It is outlined by the plain black print of text books and the stark walls of the classroom which have always unfailingly left me dissatisfied, and I yearn to break out of this academic routine.
"and" is a more appropriate conjunction
Although I have always had a full course load, I have never been a full time student
I had to re read this multiple times, because I thought you meant "never been a full time student" meant that you only go to school part time, make sense? Anyway, I suggest that you rephrase the sentence
His creations captured the blend of civic pride and social advancement of the time;
I think "social rise" just sound awkward
I think you're trying to spread yourself too far in this essay. Trying to focus on one or two things that you really like about Barcelona. Things like "picky palette" or "religion not my own" is good, but too much of it is unnecessary.
Also, I feel like you're trying too hard to paint a picture of semi-irrelevant stuff and didn't dedicate enough space to focus on the main points.
In a city bursting with life like Barcelona, lessons will arrive as smells, sounds, textures, sights and flavors. The sound of grandmothers bargaining for the morning's catch will help me improve on my language skills as I'll try to decipher their rapid chatter. The flavors of paella will expand my picky palette. The smell of incense will draw me into the Catedral de Barcelona where I can delve into a religion that is not my own. The sight of the Barcelona skyline, a medley of acroterions, myriad domes, mosaics, and finials, will be the place where I fall effortlessly deeper in love with Catalan modernism.
Five days, four hundred units, three lectures and a math tutorial are all organized neatly to make my winter quarter schedule. The scheme of my education is currently mapped out without room for error and exploration. It is outlined by the plain black print of text books and the stark walls of the classroom which have always unfailingly left me dissatisfied, but I yearn to break out of this academic routine. Although I have always had a full course load, I have never been a full time student; a class syllabus only plans my education within a lecture hall.Studying abroad is like a 24 hour class without a syllabus and it has always been my plan to, well, learn without a plan. I possessthis intellectual curiosity to seek answers to questions beyond what a formal education might supply.
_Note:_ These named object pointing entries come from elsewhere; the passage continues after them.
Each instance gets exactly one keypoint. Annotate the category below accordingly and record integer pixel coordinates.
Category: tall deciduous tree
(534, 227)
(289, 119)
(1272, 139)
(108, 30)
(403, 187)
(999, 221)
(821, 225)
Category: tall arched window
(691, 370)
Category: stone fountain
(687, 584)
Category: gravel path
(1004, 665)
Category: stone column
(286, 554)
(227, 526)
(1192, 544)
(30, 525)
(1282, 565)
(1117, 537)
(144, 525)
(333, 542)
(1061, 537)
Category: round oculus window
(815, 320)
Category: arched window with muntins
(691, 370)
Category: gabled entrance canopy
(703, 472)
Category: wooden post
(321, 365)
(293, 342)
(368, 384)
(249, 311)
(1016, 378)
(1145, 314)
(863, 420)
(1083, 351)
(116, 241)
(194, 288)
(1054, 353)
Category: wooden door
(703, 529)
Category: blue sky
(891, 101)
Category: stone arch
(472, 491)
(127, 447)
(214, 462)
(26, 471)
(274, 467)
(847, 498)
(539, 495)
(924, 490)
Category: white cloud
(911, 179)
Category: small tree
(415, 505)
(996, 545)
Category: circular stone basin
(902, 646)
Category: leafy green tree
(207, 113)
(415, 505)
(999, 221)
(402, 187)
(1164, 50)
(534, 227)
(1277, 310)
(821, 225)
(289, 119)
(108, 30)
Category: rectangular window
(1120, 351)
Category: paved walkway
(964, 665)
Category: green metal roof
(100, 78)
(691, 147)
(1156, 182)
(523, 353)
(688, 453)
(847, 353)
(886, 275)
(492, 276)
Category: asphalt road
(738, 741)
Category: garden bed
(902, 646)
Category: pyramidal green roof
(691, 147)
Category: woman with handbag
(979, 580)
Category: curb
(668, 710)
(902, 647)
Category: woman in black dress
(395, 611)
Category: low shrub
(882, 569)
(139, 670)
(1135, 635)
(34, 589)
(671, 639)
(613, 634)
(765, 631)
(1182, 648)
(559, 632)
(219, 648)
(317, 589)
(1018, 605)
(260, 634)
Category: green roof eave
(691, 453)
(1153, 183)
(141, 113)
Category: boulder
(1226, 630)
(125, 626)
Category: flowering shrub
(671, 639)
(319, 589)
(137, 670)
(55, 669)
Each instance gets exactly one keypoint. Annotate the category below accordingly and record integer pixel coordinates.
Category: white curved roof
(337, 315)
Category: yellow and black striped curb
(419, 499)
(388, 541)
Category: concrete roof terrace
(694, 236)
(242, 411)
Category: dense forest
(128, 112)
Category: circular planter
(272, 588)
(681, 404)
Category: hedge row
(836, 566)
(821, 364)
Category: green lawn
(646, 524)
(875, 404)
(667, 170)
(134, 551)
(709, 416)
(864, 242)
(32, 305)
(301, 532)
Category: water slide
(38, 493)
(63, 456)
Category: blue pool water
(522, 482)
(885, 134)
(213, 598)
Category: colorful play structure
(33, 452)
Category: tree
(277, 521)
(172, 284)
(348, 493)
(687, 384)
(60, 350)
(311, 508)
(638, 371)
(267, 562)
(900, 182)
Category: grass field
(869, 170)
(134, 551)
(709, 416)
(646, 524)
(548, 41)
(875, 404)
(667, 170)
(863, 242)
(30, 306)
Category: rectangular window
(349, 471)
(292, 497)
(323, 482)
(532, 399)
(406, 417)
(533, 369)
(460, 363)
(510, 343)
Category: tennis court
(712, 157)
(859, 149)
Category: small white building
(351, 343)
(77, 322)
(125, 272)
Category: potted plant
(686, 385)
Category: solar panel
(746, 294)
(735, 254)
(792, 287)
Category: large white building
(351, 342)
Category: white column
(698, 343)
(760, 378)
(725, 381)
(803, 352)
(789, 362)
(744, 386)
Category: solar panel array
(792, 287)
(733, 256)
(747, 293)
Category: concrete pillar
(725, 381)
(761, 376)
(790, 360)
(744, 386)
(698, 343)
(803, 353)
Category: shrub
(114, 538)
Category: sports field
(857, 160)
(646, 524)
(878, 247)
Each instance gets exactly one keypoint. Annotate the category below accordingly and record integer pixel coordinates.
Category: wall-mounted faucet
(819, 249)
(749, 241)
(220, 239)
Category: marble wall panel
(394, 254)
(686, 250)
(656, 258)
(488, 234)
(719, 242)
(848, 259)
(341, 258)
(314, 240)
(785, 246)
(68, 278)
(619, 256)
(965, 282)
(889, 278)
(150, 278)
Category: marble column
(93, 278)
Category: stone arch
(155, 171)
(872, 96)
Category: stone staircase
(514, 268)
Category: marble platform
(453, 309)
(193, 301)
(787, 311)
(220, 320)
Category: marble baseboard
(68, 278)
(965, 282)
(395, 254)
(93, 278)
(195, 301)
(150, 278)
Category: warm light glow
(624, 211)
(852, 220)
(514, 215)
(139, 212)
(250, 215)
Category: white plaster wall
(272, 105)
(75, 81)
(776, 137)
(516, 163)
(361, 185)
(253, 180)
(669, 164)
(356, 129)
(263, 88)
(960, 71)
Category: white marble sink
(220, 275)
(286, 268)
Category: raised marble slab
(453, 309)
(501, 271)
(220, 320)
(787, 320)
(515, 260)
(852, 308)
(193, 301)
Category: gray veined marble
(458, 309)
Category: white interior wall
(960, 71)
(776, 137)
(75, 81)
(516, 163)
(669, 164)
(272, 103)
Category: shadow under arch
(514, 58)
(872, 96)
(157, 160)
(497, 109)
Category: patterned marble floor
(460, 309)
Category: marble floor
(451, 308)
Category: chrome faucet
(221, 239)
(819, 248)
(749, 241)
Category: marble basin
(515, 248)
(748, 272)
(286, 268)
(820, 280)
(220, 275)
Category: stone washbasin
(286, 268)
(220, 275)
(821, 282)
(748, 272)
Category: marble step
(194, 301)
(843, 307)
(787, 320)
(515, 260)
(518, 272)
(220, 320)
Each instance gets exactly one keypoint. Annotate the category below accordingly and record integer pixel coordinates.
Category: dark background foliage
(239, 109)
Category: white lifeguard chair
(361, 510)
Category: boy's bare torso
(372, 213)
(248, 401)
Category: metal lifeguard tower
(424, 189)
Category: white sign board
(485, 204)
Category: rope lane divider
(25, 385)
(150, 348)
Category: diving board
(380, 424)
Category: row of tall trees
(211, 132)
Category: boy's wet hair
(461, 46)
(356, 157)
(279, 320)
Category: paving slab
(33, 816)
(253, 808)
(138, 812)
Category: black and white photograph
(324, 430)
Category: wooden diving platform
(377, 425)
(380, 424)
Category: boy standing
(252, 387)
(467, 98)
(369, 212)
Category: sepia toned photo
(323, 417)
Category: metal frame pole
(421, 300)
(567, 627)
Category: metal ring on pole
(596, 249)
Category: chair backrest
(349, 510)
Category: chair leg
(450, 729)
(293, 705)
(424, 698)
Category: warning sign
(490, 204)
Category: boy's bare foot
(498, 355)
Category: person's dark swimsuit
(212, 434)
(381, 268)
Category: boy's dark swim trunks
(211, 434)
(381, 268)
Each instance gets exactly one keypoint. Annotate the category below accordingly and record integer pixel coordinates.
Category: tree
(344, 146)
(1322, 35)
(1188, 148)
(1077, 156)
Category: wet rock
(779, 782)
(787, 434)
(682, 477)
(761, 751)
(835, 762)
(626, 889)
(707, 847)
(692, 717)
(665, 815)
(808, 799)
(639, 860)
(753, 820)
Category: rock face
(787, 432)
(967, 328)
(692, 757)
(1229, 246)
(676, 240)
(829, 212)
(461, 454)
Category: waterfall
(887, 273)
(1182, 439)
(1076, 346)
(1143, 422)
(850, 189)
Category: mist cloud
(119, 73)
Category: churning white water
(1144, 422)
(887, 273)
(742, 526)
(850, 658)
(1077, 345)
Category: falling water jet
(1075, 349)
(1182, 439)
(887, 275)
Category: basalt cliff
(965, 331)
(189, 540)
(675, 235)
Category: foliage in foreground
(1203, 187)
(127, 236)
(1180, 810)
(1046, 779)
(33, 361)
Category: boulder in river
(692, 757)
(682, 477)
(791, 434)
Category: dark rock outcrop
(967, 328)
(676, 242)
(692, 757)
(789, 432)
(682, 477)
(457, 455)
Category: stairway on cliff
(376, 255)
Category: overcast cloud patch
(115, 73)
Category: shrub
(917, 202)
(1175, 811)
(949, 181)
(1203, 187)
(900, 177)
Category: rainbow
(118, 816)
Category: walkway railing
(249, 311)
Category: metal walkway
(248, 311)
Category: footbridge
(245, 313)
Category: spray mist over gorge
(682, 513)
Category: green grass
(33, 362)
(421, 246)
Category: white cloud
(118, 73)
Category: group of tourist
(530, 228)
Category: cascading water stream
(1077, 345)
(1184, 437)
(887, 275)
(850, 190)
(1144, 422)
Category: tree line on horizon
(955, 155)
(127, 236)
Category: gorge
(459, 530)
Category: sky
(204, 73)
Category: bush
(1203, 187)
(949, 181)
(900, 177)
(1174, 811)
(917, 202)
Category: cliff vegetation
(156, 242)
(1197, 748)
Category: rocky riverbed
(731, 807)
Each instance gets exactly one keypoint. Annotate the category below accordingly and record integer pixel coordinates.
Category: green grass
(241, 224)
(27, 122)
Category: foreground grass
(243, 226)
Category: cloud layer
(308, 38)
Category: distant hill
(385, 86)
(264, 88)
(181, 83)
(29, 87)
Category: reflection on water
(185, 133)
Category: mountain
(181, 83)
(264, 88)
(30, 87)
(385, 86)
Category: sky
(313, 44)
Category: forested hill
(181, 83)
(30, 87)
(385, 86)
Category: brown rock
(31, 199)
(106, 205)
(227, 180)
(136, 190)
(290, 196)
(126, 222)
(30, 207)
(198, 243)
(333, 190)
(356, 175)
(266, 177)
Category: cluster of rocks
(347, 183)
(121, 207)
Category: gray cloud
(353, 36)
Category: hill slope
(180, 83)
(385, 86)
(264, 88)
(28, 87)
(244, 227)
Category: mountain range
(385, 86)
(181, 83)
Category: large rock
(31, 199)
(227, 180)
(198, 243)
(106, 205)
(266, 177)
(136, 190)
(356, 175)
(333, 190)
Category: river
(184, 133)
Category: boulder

See? There's two different pictures that really takes up a lot of your space; I suggest only using one picture, namely the Barcelona one. You can open with the Barcelona para. to provide the reader with a sense of what you will experience and briefly mention how you want to get away from the "stark classroom walls" to have a more fulfilling experience as a student; you wouldn't need anything more than that. Above, I crossed out parts to reveal the meat-and-bone of your para. that you might absolutely want to include.
Good luck!
P.S. these are only suggestions. Do what you feel will be a good essay.